Kematangan awak EdanE memainkan alat musik terlihat betul di album pertama ini. Pada lagu instrumental “Evolusi” dan “Opus 13″, Eet memperdengarkan permainan gitar yang super wah. Sementara paga lagu “Menang atau Tergilas”, Fajar bermain drum bagaikan orang kesetanan. Permainan double pedal, yang sebelumnya lebih sering didengar di lagu-lagu thrash metal, digeber Fajar dengan harmonisi gitar Eet. Wuiihhhhh!

Tak heran, sejak kemunculannya, EdanE langsung mendapat sorotan luas. Raungan gitar Eet yang khas, lengkingan vokal Ecky, dentum bass, serta gebukan drum Iwan dan Fajar, benar-benar memberi nuansa baru dalam peta musik rock Indonesia, ketika itu.

Tak heran, EdanE, tak hanya diakui di kalangan penggemar musik. Di kalangan sesama musisi, nama mereka juga menjadi salah  satu “role model”.

Memang, EdanE sempat mendapat pengalaman tak enak saat membuka konser Sepultura di Stadion Lebak Bulus, pada tahun 1992. Ketika itu, lantaran tak sabar menunggu penampilan Sepultura EdanE menjadi bulan-bulanan penonton.

Namun, bagiku, EdanE tetaplah salah satu grup rock terbaik. Musik-musiknya selalu mendapat tempat di hati ini. Dulu, nyaris semua lagu di album “The Beast” ini, kuhapal.
Kasetnya pun, yang keluaran AIRO Records masih kusimpan rapi, meski telah jarang kuputar. Selain “Ikuti”, lagu-lagu seperti “The Beast”, “Liarkan Rasa”, ataupun “Menang atau Tergilas”, selalu mengingatkanku akan masa dulu. Masa-masa yang penuh kenangan, indah, tentu saja.

Di album kedua, Jabrik, yang dirilis tahun 1994, Eet makin menunjukkan kapasitasnya sebagai gitaris andal. Di lagu “Jabrik (Big Town)”, “Call Me Wild”, dan “Pancaroba” Eet memamerkan kecepatan tangannya di dawai-dawai gitar, khas gaya gitaris shredder. Makin cinta aku jadinya.
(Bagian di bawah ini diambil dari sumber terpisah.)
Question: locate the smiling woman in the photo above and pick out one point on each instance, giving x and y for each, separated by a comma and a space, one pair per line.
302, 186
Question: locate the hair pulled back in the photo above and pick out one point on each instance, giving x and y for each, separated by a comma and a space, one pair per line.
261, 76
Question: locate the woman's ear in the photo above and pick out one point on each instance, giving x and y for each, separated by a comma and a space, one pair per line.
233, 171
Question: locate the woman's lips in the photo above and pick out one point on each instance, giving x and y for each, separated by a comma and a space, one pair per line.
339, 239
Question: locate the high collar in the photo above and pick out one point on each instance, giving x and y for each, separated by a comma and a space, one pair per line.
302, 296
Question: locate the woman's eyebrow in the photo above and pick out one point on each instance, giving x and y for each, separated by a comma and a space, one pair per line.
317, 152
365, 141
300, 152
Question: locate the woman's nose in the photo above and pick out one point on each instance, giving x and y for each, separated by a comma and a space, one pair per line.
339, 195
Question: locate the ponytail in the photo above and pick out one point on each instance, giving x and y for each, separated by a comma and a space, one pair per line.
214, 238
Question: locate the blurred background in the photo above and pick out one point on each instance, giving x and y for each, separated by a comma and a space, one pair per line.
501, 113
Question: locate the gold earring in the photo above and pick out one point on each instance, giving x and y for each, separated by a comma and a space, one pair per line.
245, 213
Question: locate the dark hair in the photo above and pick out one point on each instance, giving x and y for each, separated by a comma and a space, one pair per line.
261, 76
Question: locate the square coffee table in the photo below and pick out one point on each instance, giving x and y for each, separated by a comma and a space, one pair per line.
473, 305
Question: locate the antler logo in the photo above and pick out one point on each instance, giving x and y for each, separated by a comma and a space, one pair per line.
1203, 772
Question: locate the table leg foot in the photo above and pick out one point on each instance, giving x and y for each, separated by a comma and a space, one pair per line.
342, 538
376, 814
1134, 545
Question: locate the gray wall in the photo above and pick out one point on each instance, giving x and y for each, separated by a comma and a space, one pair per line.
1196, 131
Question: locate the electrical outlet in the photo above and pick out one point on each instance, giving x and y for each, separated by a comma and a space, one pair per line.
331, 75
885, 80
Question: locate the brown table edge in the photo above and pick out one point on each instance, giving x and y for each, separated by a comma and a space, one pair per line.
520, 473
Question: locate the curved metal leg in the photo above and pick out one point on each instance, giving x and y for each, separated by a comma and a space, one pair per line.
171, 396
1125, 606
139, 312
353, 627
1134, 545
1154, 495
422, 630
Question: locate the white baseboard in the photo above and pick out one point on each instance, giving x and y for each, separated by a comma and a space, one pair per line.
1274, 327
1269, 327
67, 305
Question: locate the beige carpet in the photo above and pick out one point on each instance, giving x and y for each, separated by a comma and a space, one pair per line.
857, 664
Kegilaan para personel Edane memainkan musik rock dalam tempo tinggi tetap mereka pelihara di album-album selanjutnya. Sebut saja Borneo (1996), 170 Volts (2002), Time to Rock (2005), hingga Edan (2010).
EdanE memang selalu serius dalam membuat album. Tak heran, meski tak selalu laris di pasaran, album-album mereka selalu everlasting, lantaran dipersiapkan dan digarap secara matang. Bahkan, konon, untuk satu albumnya, EdanE biasa menghabiskan 100 shift di studio rekaman! Padahal, umumnya, setiap grup hanya membutuhkan 30-45 shift untuk menuntaskan sebuah album rekaman dengan jumlah 10-12 lagu.

Hebatnya, ciri khas musik mereka tak berubah, meski nyaris di setiap albumnya, Edane selalu berganti vokalis. Mulai dari Ecky di album The Beast, Heri “Ucok” Batara (Jabrik dan Borneo), Trison Manurung (170 Volts), Robbie Matulandi (Time to Rock), hingga vokalis tambahan Ervin Nanzbakri (Edan).

Ya, gaya gitaran Eet memang tetap menjadi nyawa musik Edane. Hal ini rasanya wajar, karena sejak awal, konon, Eet sebenarnya hanya ingin membentuk duo dengan Ekcy Lamoh. Bahkan, nama EdanE awalnya juga merujuk dari nama kedua sosok ini, Eet dan Ecky.